Quatuordillo

Scientific classification
- Kingdom: Animalia
- Phylum: Arthropoda
- Clade: Pancrustacea
- Class: Malacostraca
- Order: Isopoda
- Suborder: Oniscidea
- Family: Armadillidae
- Genus: Quatuordillo Taiti, 2014

= Quatuordillo =

Genus of woodlice

Quatuordillo is a genus of woodlice belonging to the family Armadillidae. This genus was described in 2014 by Stefano Taiti. The type specimen for this species is a Quatuordillo caecus from Western Australia, and it is the only species in this genus.

== Description ==
This genus has a very convex body with vertical epimera. They are able to fully conglobate. They have one line of noduli laterales per side on their thoracic segments. Their cephalon has a large frontal shield that slightly protrudes past the end of the head. Their first thoracic segment has a groove on the lateral margin and a schisma at posterolateral corner. The epimera of their second thoracic segments has large subtriangular ventral lobes that are obliquely directed.

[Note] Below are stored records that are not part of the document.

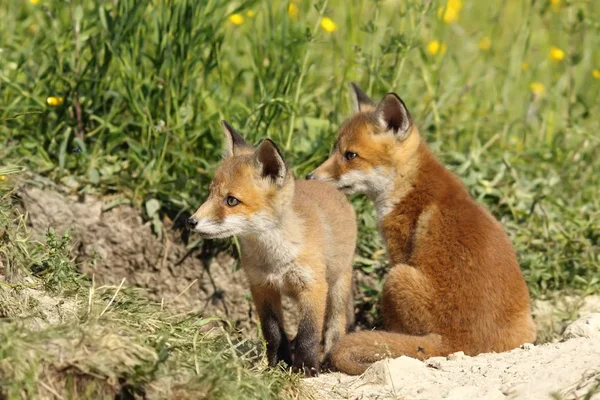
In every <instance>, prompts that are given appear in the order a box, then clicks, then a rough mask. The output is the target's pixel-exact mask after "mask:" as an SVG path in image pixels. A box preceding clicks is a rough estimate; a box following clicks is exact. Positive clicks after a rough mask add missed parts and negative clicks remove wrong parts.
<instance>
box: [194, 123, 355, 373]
mask: <svg viewBox="0 0 600 400" xmlns="http://www.w3.org/2000/svg"><path fill="white" fill-rule="evenodd" d="M224 128H225V134H226V140H227V144H228V146H227V158H225V159H224V160H223V162H222V163H221V165H219V167H218V168H217V170H216V172H215V177H214V179H213V182H212V184H211V186H210V194H209V196H208V199H207V200H206V201H205V203H204V204H202V206H200V208H199V209H198V210H197V211H196V212H195V213H194V215H193V216H192V217H191V218H190V220H189V224H190V226H191V227H192V228H193V229H194V230H196V231H197V232H199V233H200V234H201V235H203V236H204V237H206V238H212V237H227V236H232V235H238V237H239V239H240V245H241V250H242V251H241V264H242V268H243V269H244V271H245V272H246V274H247V276H248V280H249V281H250V288H251V292H252V297H253V299H254V303H255V305H256V309H257V312H258V315H259V318H260V322H261V329H262V331H263V336H264V337H265V340H266V342H267V358H268V362H269V365H271V366H273V365H275V364H277V363H278V362H279V361H283V362H285V363H287V364H288V365H292V367H293V368H294V369H295V370H298V371H304V372H305V374H306V375H309V376H314V375H315V374H317V373H318V369H319V357H318V356H319V354H318V353H319V343H320V341H321V339H323V341H324V344H325V346H324V350H325V351H324V353H325V356H327V355H328V353H329V351H330V350H331V348H332V347H333V345H334V344H335V343H336V342H337V341H338V340H339V339H340V338H341V337H342V336H343V335H344V334H345V333H346V325H347V322H348V317H347V316H348V304H349V303H350V301H351V280H352V258H353V256H354V250H355V246H356V217H355V214H354V209H353V208H352V206H351V205H350V203H349V202H348V201H347V200H346V198H345V197H344V195H343V194H342V193H340V192H339V191H337V190H335V188H333V187H332V186H331V185H328V184H326V183H323V182H315V181H296V180H295V179H294V177H293V176H292V174H291V172H290V171H289V169H288V168H287V166H286V165H285V162H284V161H283V158H282V156H281V154H280V152H279V150H278V149H277V147H276V146H275V144H274V143H272V142H270V141H269V140H265V141H263V142H262V143H261V144H260V145H259V146H258V148H257V149H253V148H251V147H250V146H248V145H247V144H246V143H245V142H244V140H243V139H242V138H241V136H239V134H237V133H236V132H235V131H234V130H233V128H231V127H230V126H229V125H228V124H227V123H224ZM232 198H233V199H234V200H231V199H232ZM283 295H288V296H290V297H292V298H293V299H295V300H296V301H297V303H298V307H299V311H300V323H299V326H298V333H297V335H296V339H294V344H295V349H293V350H294V354H292V348H291V347H292V346H291V344H290V343H289V341H288V338H287V335H286V332H285V331H284V329H283V326H284V321H283V314H282V311H281V297H282V296H283Z"/></svg>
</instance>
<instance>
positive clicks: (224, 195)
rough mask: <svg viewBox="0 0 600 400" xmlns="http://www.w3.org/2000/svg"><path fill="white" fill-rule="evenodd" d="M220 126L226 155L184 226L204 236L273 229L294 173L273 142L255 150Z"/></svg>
mask: <svg viewBox="0 0 600 400" xmlns="http://www.w3.org/2000/svg"><path fill="white" fill-rule="evenodd" d="M222 126H223V132H224V133H225V143H226V145H225V158H224V160H223V162H222V163H221V164H220V165H219V166H218V167H217V170H216V171H215V176H214V178H213V181H212V183H211V185H210V191H209V195H208V198H207V199H206V201H205V202H204V204H202V205H201V206H200V208H199V209H198V210H197V211H196V212H195V213H194V215H192V216H191V217H190V218H189V219H188V225H189V226H190V228H191V229H193V230H194V231H196V232H198V233H200V235H201V236H202V237H205V238H225V237H229V236H233V235H244V234H253V233H260V232H264V231H265V230H268V229H272V228H273V227H275V226H276V225H277V216H278V215H280V213H281V210H282V207H283V206H284V204H286V200H287V199H289V198H291V194H293V187H294V183H293V181H294V180H293V177H292V176H291V175H292V174H291V172H290V171H289V170H288V168H287V166H286V164H285V161H284V160H283V157H282V156H281V153H280V152H279V149H278V148H277V146H276V145H275V143H273V142H272V141H271V140H269V139H265V140H263V141H262V142H261V143H260V145H259V146H258V147H257V148H256V149H254V148H252V147H251V146H250V145H248V144H247V143H246V142H245V141H244V139H243V138H242V137H241V136H240V135H239V134H238V133H237V132H236V131H235V130H234V129H233V128H232V127H231V126H230V125H229V124H228V123H227V122H226V121H222Z"/></svg>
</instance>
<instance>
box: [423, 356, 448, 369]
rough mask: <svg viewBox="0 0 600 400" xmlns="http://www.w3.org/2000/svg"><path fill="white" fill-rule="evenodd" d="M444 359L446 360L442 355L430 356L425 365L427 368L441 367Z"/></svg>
mask: <svg viewBox="0 0 600 400" xmlns="http://www.w3.org/2000/svg"><path fill="white" fill-rule="evenodd" d="M444 361H446V360H445V359H444V358H442V357H432V358H430V359H429V360H427V366H428V367H429V368H435V369H442V363H443V362H444Z"/></svg>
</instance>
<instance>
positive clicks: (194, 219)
mask: <svg viewBox="0 0 600 400" xmlns="http://www.w3.org/2000/svg"><path fill="white" fill-rule="evenodd" d="M196 225H198V221H196V220H195V219H194V218H192V217H190V218H188V226H189V227H190V228H191V229H194V228H195V227H196Z"/></svg>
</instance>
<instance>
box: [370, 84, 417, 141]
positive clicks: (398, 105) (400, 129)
mask: <svg viewBox="0 0 600 400" xmlns="http://www.w3.org/2000/svg"><path fill="white" fill-rule="evenodd" d="M377 113H378V115H379V118H380V119H381V122H382V124H383V125H384V127H385V129H386V130H391V131H393V133H394V135H396V136H397V137H399V138H401V139H403V138H405V137H406V136H408V134H409V133H410V127H411V125H412V117H411V116H410V113H409V112H408V109H407V108H406V105H405V104H404V102H403V101H402V99H401V98H400V97H399V96H398V95H397V94H395V93H388V94H386V95H385V97H384V98H383V100H381V103H379V105H378V106H377Z"/></svg>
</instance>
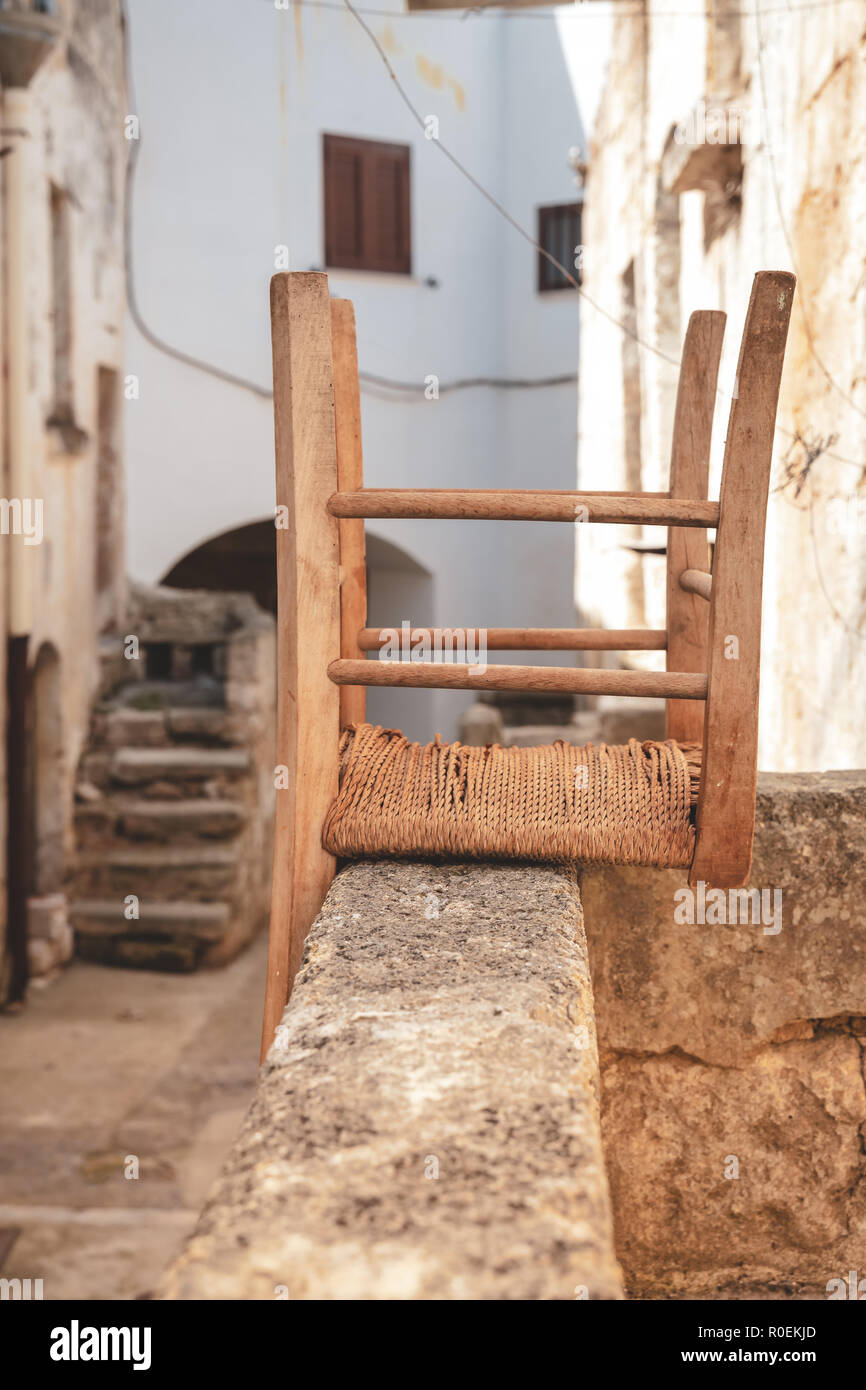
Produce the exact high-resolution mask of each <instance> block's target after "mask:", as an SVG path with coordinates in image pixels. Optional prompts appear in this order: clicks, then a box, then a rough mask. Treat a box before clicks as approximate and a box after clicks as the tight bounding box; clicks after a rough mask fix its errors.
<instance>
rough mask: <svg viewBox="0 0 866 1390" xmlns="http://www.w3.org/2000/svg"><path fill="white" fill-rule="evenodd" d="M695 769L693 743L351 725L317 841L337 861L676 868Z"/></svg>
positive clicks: (341, 746) (696, 789)
mask: <svg viewBox="0 0 866 1390" xmlns="http://www.w3.org/2000/svg"><path fill="white" fill-rule="evenodd" d="M699 774H701V749H699V746H698V745H692V744H684V745H680V744H674V742H670V741H669V742H663V744H656V742H644V744H639V742H638V741H637V739H634V738H632V739H631V741H630V742H628V744H627V745H623V746H614V748H609V746H607V745H606V744H599V745H598V746H596V745H594V744H588V745H587V746H585V748H574V746H573V745H570V744H564V742H556V744H552V745H545V746H542V748H500V746H499V745H498V744H493V745H489V746H487V748H470V746H466V745H463V744H443V742H442V741H441V739H439V737H436V739H435V742H432V744H410V742H409V739H407V738H405V737H403V734H400V733H399V731H398V730H393V728H379V727H378V726H373V724H353V726H349V728H346V730H345V733H343V735H342V738H341V788H339V794H338V796H336V801H335V802H334V805H332V806H331V810H329V812H328V816H327V819H325V824H324V830H322V844H324V847H325V849H328V851H329V852H331V853H334V855H338V856H339V858H342V859H359V858H374V859H375V858H403V856H407V858H411V856H423V858H448V859H528V860H538V862H542V863H544V862H546V863H580V862H585V863H606V865H655V866H657V867H684V866H685V865H688V863H691V858H692V852H694V848H695V830H694V824H692V815H691V812H692V808H694V805H695V802H696V795H698V781H699ZM302 776H303V771H302Z"/></svg>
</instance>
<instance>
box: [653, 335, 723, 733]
mask: <svg viewBox="0 0 866 1390" xmlns="http://www.w3.org/2000/svg"><path fill="white" fill-rule="evenodd" d="M724 321H726V314H723V313H720V311H719V310H713V309H709V310H701V311H698V313H695V314H692V316H691V318H689V320H688V329H687V332H685V343H684V345H683V363H681V366H680V381H678V384H677V407H676V413H674V435H673V442H671V450H670V495H671V498H695V499H698V500H701V502H705V500H706V495H708V488H709V460H710V439H712V434H713V411H714V407H716V382H717V379H719V359H720V357H721V341H723V338H724ZM708 569H709V546H708V539H706V531H701V530H696V528H695V527H681V525H671V527H669V530H667V624H666V626H667V670H669V671H701V673H703V671H706V631H708V617H709V614H708V610H706V602H705V600H703V599H702V598H698V595H695V594H687V592H685V589H681V588H680V575H681V574H683V573H684V571H685V570H708ZM703 705H705V702H703V701H694V699H669V701H667V702H666V708H664V730H666V738H674V739H676V741H677V742H680V744H699V742H701V739H702V738H703Z"/></svg>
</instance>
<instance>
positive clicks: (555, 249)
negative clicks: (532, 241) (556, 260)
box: [538, 203, 581, 291]
mask: <svg viewBox="0 0 866 1390" xmlns="http://www.w3.org/2000/svg"><path fill="white" fill-rule="evenodd" d="M538 245H539V246H544V249H545V250H546V252H548V253H549V254H550V256H555V257H556V260H557V261H559V264H560V265H564V267H566V270H567V271H570V274H571V275H574V278H575V281H577V282H578V285H580V282H581V272H580V259H581V257H580V252H578V247H580V245H581V204H580V203H557V204H556V206H555V207H539V208H538ZM538 288H539V291H546V289H573V288H574V286H573V285H571V282H570V281H567V279H566V277H564V275H563V274H562V271H559V270H557V268H556V265H552V264H550V261H549V260H548V257H546V256H541V254H539V257H538Z"/></svg>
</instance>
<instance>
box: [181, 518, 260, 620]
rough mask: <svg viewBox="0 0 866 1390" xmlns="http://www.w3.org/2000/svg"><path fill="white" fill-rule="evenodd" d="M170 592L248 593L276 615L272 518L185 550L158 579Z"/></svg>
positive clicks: (258, 522)
mask: <svg viewBox="0 0 866 1390" xmlns="http://www.w3.org/2000/svg"><path fill="white" fill-rule="evenodd" d="M160 582H161V584H164V585H167V587H168V588H170V589H218V591H221V592H227V591H231V592H235V594H252V595H253V598H254V599H256V600H257V603H260V606H261V607H263V609H264V610H265V612H267V613H274V614H275V613H277V531H275V528H274V521H272V518H271V520H268V521H250V523H249V525H239V527H235V528H234V530H232V531H222V532H221V534H220V535H215V537H211V539H210V541H203V542H202V545H197V546H196V548H195V550H188V552H186V555H185V556H183V559H182V560H178V562H177V564H172V567H171V569H170V570H168V571H167V573H165V575H164V577H163V578H161V580H160Z"/></svg>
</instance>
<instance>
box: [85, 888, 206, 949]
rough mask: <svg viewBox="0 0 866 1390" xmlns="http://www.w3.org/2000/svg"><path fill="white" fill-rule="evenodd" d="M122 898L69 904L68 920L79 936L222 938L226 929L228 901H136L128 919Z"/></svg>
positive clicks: (98, 900) (123, 902) (170, 938)
mask: <svg viewBox="0 0 866 1390" xmlns="http://www.w3.org/2000/svg"><path fill="white" fill-rule="evenodd" d="M126 910H128V909H126V906H125V903H124V899H122V898H106V899H99V898H97V899H83V901H79V902H71V903H70V922H71V924H72V927H74V929H75V931H76V934H78V935H85V937H128V938H131V940H142V941H149V940H153V938H167V940H170V941H179V942H183V941H189V940H193V941H221V940H222V937H224V935H225V933H227V931H228V929H229V924H231V917H232V909H231V906H229V903H228V902H147V901H142V902H139V916H138V917H132V919H128V917H126V916H125V912H126Z"/></svg>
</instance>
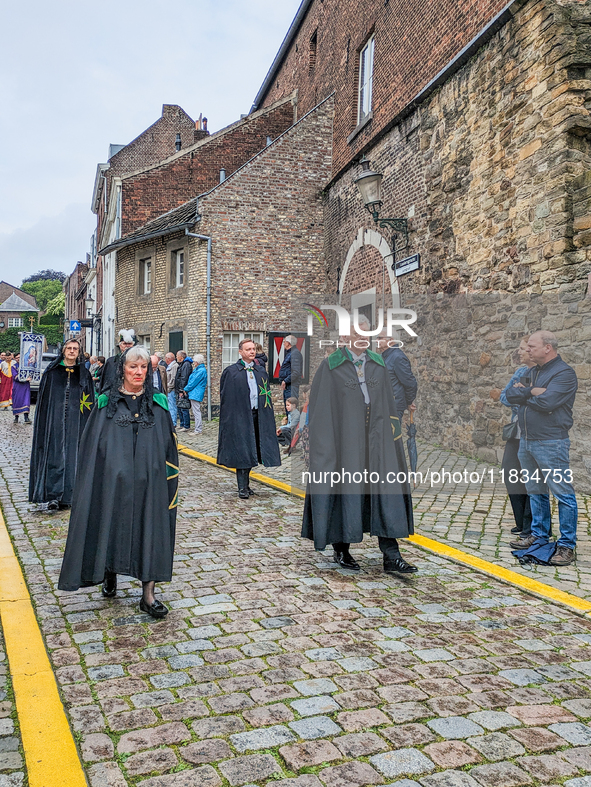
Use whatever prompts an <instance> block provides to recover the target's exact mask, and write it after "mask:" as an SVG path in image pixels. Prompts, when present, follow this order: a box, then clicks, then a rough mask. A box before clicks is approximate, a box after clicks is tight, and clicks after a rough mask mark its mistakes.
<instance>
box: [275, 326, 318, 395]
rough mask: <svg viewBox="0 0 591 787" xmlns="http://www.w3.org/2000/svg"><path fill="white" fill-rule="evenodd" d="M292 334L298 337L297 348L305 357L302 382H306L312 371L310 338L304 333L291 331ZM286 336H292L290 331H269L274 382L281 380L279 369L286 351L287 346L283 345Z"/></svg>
mask: <svg viewBox="0 0 591 787" xmlns="http://www.w3.org/2000/svg"><path fill="white" fill-rule="evenodd" d="M291 335H292V336H295V338H296V339H297V348H298V350H299V351H300V352H301V354H302V358H303V364H302V380H301V381H300V384H306V383H307V382H308V376H309V373H310V372H309V367H310V339H309V338H308V336H307V335H306V334H303V333H291ZM286 336H290V332H289V331H283V332H281V333H279V332H275V333H269V378H270V380H271V382H272V383H278V382H279V370H280V369H281V364H282V363H283V359H284V358H285V353H286V350H285V347H284V346H283V340H284V339H285V337H286Z"/></svg>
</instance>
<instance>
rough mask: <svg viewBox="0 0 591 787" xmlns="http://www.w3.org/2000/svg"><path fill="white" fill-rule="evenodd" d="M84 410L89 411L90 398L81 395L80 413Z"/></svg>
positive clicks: (82, 412)
mask: <svg viewBox="0 0 591 787" xmlns="http://www.w3.org/2000/svg"><path fill="white" fill-rule="evenodd" d="M84 408H86V409H87V410H90V396H89V395H88V394H85V393H83V394H82V398H81V399H80V412H81V413H83V412H84Z"/></svg>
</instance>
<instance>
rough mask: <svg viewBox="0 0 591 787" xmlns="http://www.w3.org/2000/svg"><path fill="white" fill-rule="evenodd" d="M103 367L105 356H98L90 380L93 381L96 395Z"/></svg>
mask: <svg viewBox="0 0 591 787" xmlns="http://www.w3.org/2000/svg"><path fill="white" fill-rule="evenodd" d="M104 365H105V356H104V355H99V356H97V359H96V366H95V369H94V372H93V373H92V379H93V381H94V387H95V389H96V391H97V393H98V389H99V386H100V384H101V377H102V374H103V366H104Z"/></svg>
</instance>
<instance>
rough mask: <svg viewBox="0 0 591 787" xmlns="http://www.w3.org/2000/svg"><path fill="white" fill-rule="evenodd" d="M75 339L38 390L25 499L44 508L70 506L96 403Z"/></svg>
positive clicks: (78, 347)
mask: <svg viewBox="0 0 591 787" xmlns="http://www.w3.org/2000/svg"><path fill="white" fill-rule="evenodd" d="M81 349H82V348H81V345H80V342H79V341H78V340H77V339H70V340H69V341H67V342H66V343H65V344H64V347H63V349H62V353H61V355H60V356H59V358H56V359H55V360H54V361H52V363H50V364H49V366H48V367H47V369H46V370H45V372H44V373H43V376H42V377H41V384H40V386H39V393H38V396H37V408H36V411H35V424H34V431H33V447H32V451H31V468H30V474H29V500H30V502H32V503H38V504H40V506H41V508H42V509H49V510H56V509H57V508H65V507H67V506H69V505H71V504H72V495H73V491H74V478H75V476H76V466H77V463H78V445H79V443H80V438H81V436H82V432H83V430H84V427H85V426H86V422H87V420H88V417H89V415H90V411H91V408H92V406H93V404H94V384H93V382H92V377H91V376H90V373H89V371H88V369H86V367H85V366H84V356H83V355H82V352H81Z"/></svg>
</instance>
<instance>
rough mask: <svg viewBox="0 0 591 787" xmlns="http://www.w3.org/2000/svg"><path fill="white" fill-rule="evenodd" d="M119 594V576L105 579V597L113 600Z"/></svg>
mask: <svg viewBox="0 0 591 787" xmlns="http://www.w3.org/2000/svg"><path fill="white" fill-rule="evenodd" d="M116 594H117V574H108V575H107V576H106V577H105V578H104V579H103V596H104V597H105V598H113V596H115V595H116Z"/></svg>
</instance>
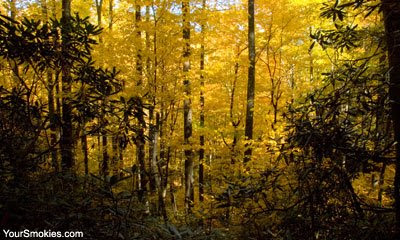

Their telson is hourglass-shaped. Their antennae are short and stout with flagellum made up of two articles (segments). Their mandibles consist of several short setae that arise from a single stem. Their pleopods are overlapping, and are all visible in ventral view. The exopods on their 1-4 thoracic segments have monospiracular covered lungs, and the exopod on segment 5 does not have respiratory structures. Their uropod have elongated protopods and small exopods inserted dorsally, near the medial margin.

== Distribution ==
This genus has only been described from caves in Western Australia.

== Species ==

- Quatuordillo caecus Taiti, 2014

== Etymology ==
The genus name Quatuordillo is derived from the Latin Quatuor meaning "four" and the suffix -dillo, a common ending for Oniscidae species. The name refers to the four pairs of lungs in the pleopods.